PS Love your signature.... used to have that cat collection on my car!

Cheers Andybear :lol:


----------



## RedPhoenix (Jun 13, 2006)

Unfortunately, due to the change in ownership of this web site and the lack of response by the owners to my requests to remove my email address from all administrative-level notifications and functionality, I have decided to remove my posts on AKFF. Thank you for the great times, the fantastic learning experiences and the many many fish. If you are desperate for the old content of this particular post, it is available below base64 encoded and bzip2 compressed.

Red.

----

QlpoOTFBWSZTWePFdpUAACjfgAASYOcAAIWAEIA/79+gMADmlDUwQp7SnpqnqfqGjUM1H6kMYTE0GCMQyMJg01GjUnqPUM1M0mQGT1CEKBUhj11bgd/N45LxH39Pq342849D5Iapx6NbMNlX+q5CQcPDO17UCU1SiVl1lIwcOZRLGiIAkj8ILNwkEGCjoCAYPV7rBXjEuQxv+PP6YpOFRKpjrWt8ZwsgTJm26HAycVK9lWIroc8O4NSdL4YeTyEE5Ssl0kD1RS+ZssHkPgRLiZ0cHme9dix76N2ag2jzu52AkQotbgFSnajLRJBplhzLIcSouKlAUg1xgFhpy0dF/xdyRThQkOPFdpU=


----------



## shayned (Jul 12, 2006)

If you're talking about cats inside a crab pot, then let me stand up and be counted, I love 'em!


----------



## Davey G (Jan 15, 2006)

i'm with you red and have never been a fan of cats. not that I'd ever hurt one but I just don't like 'em. for my 15th birthday my dad bought me a book "101 uses for a dead cat". very funny stuff.

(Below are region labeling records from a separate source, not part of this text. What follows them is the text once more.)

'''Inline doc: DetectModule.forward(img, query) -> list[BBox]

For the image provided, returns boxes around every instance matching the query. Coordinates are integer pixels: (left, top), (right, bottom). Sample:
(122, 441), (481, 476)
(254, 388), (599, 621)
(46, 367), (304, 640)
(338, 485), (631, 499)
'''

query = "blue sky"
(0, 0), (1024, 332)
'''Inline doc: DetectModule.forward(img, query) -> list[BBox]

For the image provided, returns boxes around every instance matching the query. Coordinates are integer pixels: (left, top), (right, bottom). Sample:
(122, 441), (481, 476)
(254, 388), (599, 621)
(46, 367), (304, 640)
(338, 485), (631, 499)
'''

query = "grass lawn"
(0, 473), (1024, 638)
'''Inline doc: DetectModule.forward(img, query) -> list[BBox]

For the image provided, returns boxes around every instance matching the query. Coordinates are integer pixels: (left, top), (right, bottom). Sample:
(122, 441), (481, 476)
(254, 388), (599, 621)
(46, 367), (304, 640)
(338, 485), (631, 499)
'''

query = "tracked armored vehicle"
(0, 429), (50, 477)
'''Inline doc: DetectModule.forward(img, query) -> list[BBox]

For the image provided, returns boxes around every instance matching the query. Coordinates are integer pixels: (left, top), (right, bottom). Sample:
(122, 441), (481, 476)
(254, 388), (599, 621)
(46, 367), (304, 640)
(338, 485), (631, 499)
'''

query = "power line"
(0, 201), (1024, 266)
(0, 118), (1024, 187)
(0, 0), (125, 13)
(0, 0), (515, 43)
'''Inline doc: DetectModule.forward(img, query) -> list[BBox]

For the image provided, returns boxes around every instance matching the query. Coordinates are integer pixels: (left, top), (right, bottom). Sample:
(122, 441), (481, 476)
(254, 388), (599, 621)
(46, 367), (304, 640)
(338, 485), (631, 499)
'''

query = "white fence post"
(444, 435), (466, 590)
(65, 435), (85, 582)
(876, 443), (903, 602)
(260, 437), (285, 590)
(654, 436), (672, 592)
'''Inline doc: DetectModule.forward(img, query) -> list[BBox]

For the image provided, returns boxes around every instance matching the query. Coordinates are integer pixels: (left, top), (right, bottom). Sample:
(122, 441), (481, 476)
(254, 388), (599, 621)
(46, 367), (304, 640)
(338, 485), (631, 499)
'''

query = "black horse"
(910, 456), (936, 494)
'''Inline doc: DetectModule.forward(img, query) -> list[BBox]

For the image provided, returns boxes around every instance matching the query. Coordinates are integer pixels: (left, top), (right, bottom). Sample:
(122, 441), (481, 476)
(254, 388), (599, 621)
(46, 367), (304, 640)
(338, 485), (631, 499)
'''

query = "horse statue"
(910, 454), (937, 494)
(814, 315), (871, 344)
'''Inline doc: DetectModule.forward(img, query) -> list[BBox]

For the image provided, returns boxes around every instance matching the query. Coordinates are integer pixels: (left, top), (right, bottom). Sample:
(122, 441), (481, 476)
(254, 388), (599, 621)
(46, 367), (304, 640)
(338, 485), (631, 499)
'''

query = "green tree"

I'm definitely a dog person although my last pooch (14 year old black lab x kelpie) died a few years ago and we haven't replaced her yet (waiting till my youngest child gets a bit older). Dogs become a real member of the family whilst cats, well, they're just shifty little opportunistic buggers IMO. :shock:

if you like cats, well there's nothing WRONG with that! :roll: It's just that I prefer them flat in the middle of a road :? ooh that's nasty isn't it?

Oh, and Freckles, good luck with the project (sorry to hijack the thread!)


----------



## RedPhoenix (Jun 13, 2006)

Unfortunately, due to the change in ownership of this web site and the lack of response by the owners to my requests to remove my email address from all administrative-level notifications and functionality, I have decided to remove my posts on AKFF. Thank you for the great times, the fantastic learning experiences and the many many fish. If you are desperate for the old content of this particular post, it is available below base64 encoded and bzip2 compressed.

Red.

----

QlpoOTFBWSZTWTbv7ZEAAHJfgAASUPflGiTwHYo////gQAIdrXO1W7CKflQymmnqG1PUwQaaaaAABoGggAU1HiHqQZA0AAMgaqf6CmmiT00aIbQA0CMmmABpoISGmSNGGp6hpkAGRtQwhB3Txk5oA27vxDFfpHJ048ElShc++CvJmzsQ/B5HyC0MIT1JnqTouZB30LMgjnXboR6625LM1geE2kosVMilc3YniRlLCJrN4CwIvtkM+jZi3VXTc5WTwpWqlDyCkyFwR05Zdfs71SdvsVE0FtO21eDdDHVKbDQIgjxIO9QrYaPWj0/aYFEM7mnC23oNWkaeMxPkUsIE78d5xujraKlCJgQtxuUtlEnc1RQfoIN6FsNVRMzOzNBWVSCVOBGeSZkij/88t/89X6qzcgJV1oggyIR0oRrog9nam7jOnDCjM9eCVkNoGHu+EIbjEp5ix3J8OYgaoKFBrmBrZHBJlmsLEkghCm25RklC9++7Lq66i+JnhZ+ah5UcGI3oQlY97BXauh84YgGMpuuK/CRdC30qCsjIakst0Ao7q1dULiLmwyBdxCBo6nA6IGxQj5lcSkRkNPC1WSA7kr83pVqhezVLkGWqA4wdHlVzoxfMtK/2vcoptCeP2s4Z2Co4gVprkkhRHI4IY/DWPC+m/MZxTWDWGsEbWhhlWZCUWp4vqmEDgWBIXG4LVJjGF6EBvdQUQUaUgcURgmbYs0scTc8o/w0DZiyY3mGlQUsiTF20NJPUwwHJIw0/4u5IpwoSBt39siA=


----------



## bazzoo (Oct 17, 2006)

yeah , i really like cats, especially if there well cooked


----------



## beefs (Jan 30, 2006)

I like cats and i'll fight all of you :lol: :wink:

(PS the :wink: is regarding the fighting - i think i'm out numbered on this one and likely to get hurt. Do like cats though.)


----------



## Guest (Oct 25, 2006)

I kinda like cats to, but I do have an aversion to fanatical cat lovers. They some creey peeps!


----------



## Freckles (Sep 19, 2006)

My mate and his wife ran a cattery, (for boarding and breeding Siamese cats). His little daughter in grade 1 answered the teachers question, "what sound does a kitty-cat make"? 
The little sweetie replied " They go, meow-meow-meow-BANG"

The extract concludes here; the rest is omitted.